Usually, the attacker seeks some type of benefit from the attack. While many modern attacks are carried out for monetary gain, some attacks are simply meant to shut down the target’s technology, create chaos, or steal data that will then be used to execute future attacks.
There are many types of cyberattack, the nature and sophistication of which seem to be evolving by the day. Let’s begin our exploration by looking at some of the most common cyberattacks we’re facing.
Common Types of Cyber Attack
Malware is a term used to describe a wide range of malicious software, including spyware, ransomware, viruses, and worms. Malware breaches a network through a vulnerability, typically when a user clicks a dangerous link, file download, or email attachment. Once inside the system, malware can:
- Block access to key components of the network (ransomware)
- Install additional harmful software and propagate it to other devices and networks
- Transmit data from the hard drive (spyware)
- Log user behavior and capture login data (keyloggers)
- Disrupt certain components and render the system inoperable
Ransomware is a type of malware used mainly for monetary gain. It encrypts a victim’s data, after which the attacker demands a ransom to restore access. The ransom can range from a few hundred dollars to millions of dollars and is usually requested in the form of untraceable cryptocurrency.
Phishing involves fraudulent communications that appear to come from a reputable source. Typically, phishing emails are sent blind and in bulk. They appear to come from a shipping company, payment company, or other reputable source with messages that compel the user to click a link. Doing so initiates the download and installation of malware. Phishing is an increasingly common cyberthreat, which is why cybersecurity awareness training is becoming an absolute necessity.
Man-in-the-Middle (MitM) attacks, also known as eavesdropping attacks, occur when attackers infiltrate the data travelling between two points of communication. This gives them access to any information passed between the two parties or organizations. A common example of this involves breaching a public WiFi network and capturing all data traveling between the public internet and the connected devices.
Denial of Service
A denial-of-service attack floods systems, servers, or networks with traffic to overwhelm resources and bandwidth. A simple example is forcing a web page to load over and over again using scripts, which can cause the site to crash to prevent legitimate visitors from reaching the site due to load time issues. These attacks require massive amounts of traffic to execute, which is why multiple compromised devices are often used to send traffic — this is called a distributed-denial-of-service (DDoS) attack.

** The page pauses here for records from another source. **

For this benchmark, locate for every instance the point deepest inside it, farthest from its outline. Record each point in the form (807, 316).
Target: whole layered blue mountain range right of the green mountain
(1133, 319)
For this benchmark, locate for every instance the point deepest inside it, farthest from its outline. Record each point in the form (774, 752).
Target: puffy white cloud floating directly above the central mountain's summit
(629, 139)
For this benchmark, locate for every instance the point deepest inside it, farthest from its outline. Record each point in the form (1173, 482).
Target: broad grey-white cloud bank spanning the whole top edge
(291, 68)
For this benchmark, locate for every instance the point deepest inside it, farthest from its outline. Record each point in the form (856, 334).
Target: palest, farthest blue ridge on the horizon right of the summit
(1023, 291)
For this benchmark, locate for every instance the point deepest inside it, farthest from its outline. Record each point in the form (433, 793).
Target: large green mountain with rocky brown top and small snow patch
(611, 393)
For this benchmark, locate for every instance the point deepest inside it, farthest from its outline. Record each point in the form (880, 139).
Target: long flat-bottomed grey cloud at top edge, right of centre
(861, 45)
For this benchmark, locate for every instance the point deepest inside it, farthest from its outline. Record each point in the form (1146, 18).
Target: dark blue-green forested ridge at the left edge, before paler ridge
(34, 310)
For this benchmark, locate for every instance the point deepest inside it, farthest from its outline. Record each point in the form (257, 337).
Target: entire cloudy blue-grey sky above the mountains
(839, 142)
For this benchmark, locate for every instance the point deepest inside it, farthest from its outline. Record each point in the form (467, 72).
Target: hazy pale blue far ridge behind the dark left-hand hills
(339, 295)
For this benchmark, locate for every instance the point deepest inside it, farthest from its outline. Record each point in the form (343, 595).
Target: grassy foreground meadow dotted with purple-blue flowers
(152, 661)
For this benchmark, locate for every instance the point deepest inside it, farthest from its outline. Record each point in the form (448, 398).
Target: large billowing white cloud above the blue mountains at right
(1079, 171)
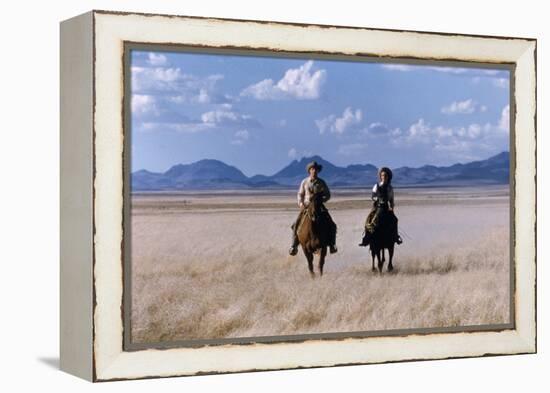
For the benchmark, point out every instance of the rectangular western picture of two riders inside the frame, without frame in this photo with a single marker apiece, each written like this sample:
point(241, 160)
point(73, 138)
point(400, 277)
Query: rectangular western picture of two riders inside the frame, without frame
point(283, 197)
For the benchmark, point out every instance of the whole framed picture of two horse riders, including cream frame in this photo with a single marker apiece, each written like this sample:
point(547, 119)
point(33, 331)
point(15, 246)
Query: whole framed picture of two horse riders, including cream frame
point(245, 195)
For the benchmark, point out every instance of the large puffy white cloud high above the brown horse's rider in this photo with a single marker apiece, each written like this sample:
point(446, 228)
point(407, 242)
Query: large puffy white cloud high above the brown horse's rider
point(297, 83)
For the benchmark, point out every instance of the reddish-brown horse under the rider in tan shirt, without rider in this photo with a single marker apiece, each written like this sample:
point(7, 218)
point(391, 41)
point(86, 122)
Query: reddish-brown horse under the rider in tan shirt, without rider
point(314, 233)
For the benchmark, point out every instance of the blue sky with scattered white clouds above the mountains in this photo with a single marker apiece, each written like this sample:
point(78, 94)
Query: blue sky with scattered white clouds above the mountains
point(260, 113)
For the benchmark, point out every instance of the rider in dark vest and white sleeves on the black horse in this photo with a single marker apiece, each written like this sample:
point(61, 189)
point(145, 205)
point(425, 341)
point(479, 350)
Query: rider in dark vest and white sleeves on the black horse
point(382, 196)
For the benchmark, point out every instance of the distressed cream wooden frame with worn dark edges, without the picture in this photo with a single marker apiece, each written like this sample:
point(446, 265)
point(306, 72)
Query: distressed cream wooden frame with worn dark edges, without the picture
point(92, 193)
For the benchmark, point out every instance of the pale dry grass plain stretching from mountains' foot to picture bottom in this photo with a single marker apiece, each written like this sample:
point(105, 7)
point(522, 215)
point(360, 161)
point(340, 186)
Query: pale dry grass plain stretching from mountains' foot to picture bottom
point(215, 265)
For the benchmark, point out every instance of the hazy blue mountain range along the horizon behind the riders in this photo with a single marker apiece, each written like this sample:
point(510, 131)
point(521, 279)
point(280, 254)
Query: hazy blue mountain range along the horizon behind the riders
point(216, 175)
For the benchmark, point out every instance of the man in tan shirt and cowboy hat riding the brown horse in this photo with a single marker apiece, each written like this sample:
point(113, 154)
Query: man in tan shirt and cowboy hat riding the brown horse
point(313, 187)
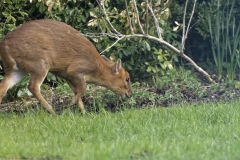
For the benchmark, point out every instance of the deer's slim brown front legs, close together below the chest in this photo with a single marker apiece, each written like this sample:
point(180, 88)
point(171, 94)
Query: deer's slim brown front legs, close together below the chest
point(78, 86)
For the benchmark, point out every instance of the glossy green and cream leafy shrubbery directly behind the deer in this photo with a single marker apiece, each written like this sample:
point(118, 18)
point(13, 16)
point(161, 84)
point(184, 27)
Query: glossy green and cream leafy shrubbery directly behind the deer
point(139, 55)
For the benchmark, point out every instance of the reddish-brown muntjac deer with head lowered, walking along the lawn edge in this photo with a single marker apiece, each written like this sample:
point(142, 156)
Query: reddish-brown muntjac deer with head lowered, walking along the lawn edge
point(41, 46)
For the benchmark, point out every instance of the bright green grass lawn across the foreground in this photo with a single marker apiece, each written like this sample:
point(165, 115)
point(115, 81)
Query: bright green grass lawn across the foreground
point(208, 131)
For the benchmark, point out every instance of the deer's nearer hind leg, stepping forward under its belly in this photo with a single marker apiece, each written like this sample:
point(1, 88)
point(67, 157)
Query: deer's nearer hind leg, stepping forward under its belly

A Structured Query Language (SQL) injection occurs when an attacker inserts malicious code into a server that uses SQL, often using seemingly mundane forms or search boxes on a website. If successful, these injections can force the server to display information or alter its behavior.
A zero-day exploit is carried out in the window of time between a network vulnerability being discovered and a patch or solution being implemented. Zero-day vulnerability threat detection requires constant awareness and rapid remediation.
Domain name system, or DNS, is the protocol that translates human-friendly URLs, such as noftek.com, into machine-friendly IP addresses, such as 184.108.40.206.
Because DNS is widely used and trusted, it can provide a reliable and stealthy avenue for bad actors to carry out attacks or transmit data. Because DNS is not actually intended for data transfer, many organizations don’t monitor their DNS traffic for malicious activity.